The impact is partially mitigated because some goods are exempted from tariffs, and the Philippines’ economy is largely domestic-driven.
The tariffs may encourage the Philippines to diversify trade markets and reduce dependence on the U.S. alone.
It could also push local industries to increase production capacity and focus on higher-value goods for resilience.
Overall, the tariffs present challenges, but careful government strategies and business adjustments can reduce negative effects.
#8 Economic Geography is a branch of geography that studies how people use the Earth’s resources, where economic activities are located, and why certain industries and jobs develop in specific places.
It connects economics (production, distribution, consumption) with geography (location, environment, space).
#9 Economics influences your decision to go to college because it affects your future opportunities and income.
College is considered an investment in yourself, where you spend money, time, and effort now to gain better opportunities later.
You consider the costs of college, like tuition and allowance, versus the benefits, such as a higher-paying job and career stability.
Going to college increases your chances of financial security and a stable career.
Your decision is also influenced by the desire for economic mobility and improving your family’s standard of living.
Choosing college involves opportunity cost, meaning you give up other opportunities like working full time, but you believe the benefits are worth it.
#11 Economic determinism is the idea that economic factors are the primary influence on society, politics, and human behavior. In other words, the way a society produces, distributes, and consumes goods and wealth shapes its social structures, laws, culture, and even ideas.
It is closely associated with Marxist theory, which says that the economic base (means of production and relations of production) determines the superstructure (culture, politics, and institutions).
#38 Investment is the foundation of all economic development because it provides the resources needed for growth and progress.
When private investment is insufficient to meet the specific needs of a community, government investment or collaboration between the public and private sectors may be required.
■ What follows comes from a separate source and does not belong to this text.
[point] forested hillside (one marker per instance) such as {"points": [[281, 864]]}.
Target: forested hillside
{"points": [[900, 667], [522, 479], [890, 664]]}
Economic development should focus on exports, meaning producing goods or services that can be sold to other regions or countries to generate income.
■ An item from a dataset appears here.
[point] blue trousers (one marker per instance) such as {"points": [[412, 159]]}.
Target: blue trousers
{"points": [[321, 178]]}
Productivity is essential, as improving efficiency and output helps the economy grow and supports higher standards of living.
Sustainability must be considered to ensure that economic growth does not harm the environment or deplete resources, allowing long-term development.
Current realities, like limited resources and global competition, and future challenges, such as climate change and population growth, make these principles critical in planning economic development.
#39 In the past, exports were a major driver of economic growth because selling goods to other countries brought income and jobs.
Over time, many economies have shifted from manufacturing-based to service-based industries, like finance, education, and IT.
Increasing global competition means countries must focus on productivity, working more efficiently to stay competitive.
There is growing recognition that human development, such as education and skills, is crucial for sustaining economic growth.
The scarcity of natural resources shows the need to use resources wisely and adopt a sustainable approach in economic activities.
#40 Exports drive economic growth by bringing in foreign income, creating jobs, and increasing national revenue.
Productivity measures how efficiently resources like labor and capital are used, which improves output and economic performance.
Sustainability ensures that economic growth does not harm the environment or deplete resources, allowing development to continue in the long term.
Economic development is strongest when all three principles are balanced and working together.
If one principle is neglected, such as low productivity, over-reliance on exports, or ignoring sustainability, the economy becomes unstable and growth may falter.
Together, exports, productivity, and sustainability act like the pillars of a building, supporting a stable and lasting economic development structure.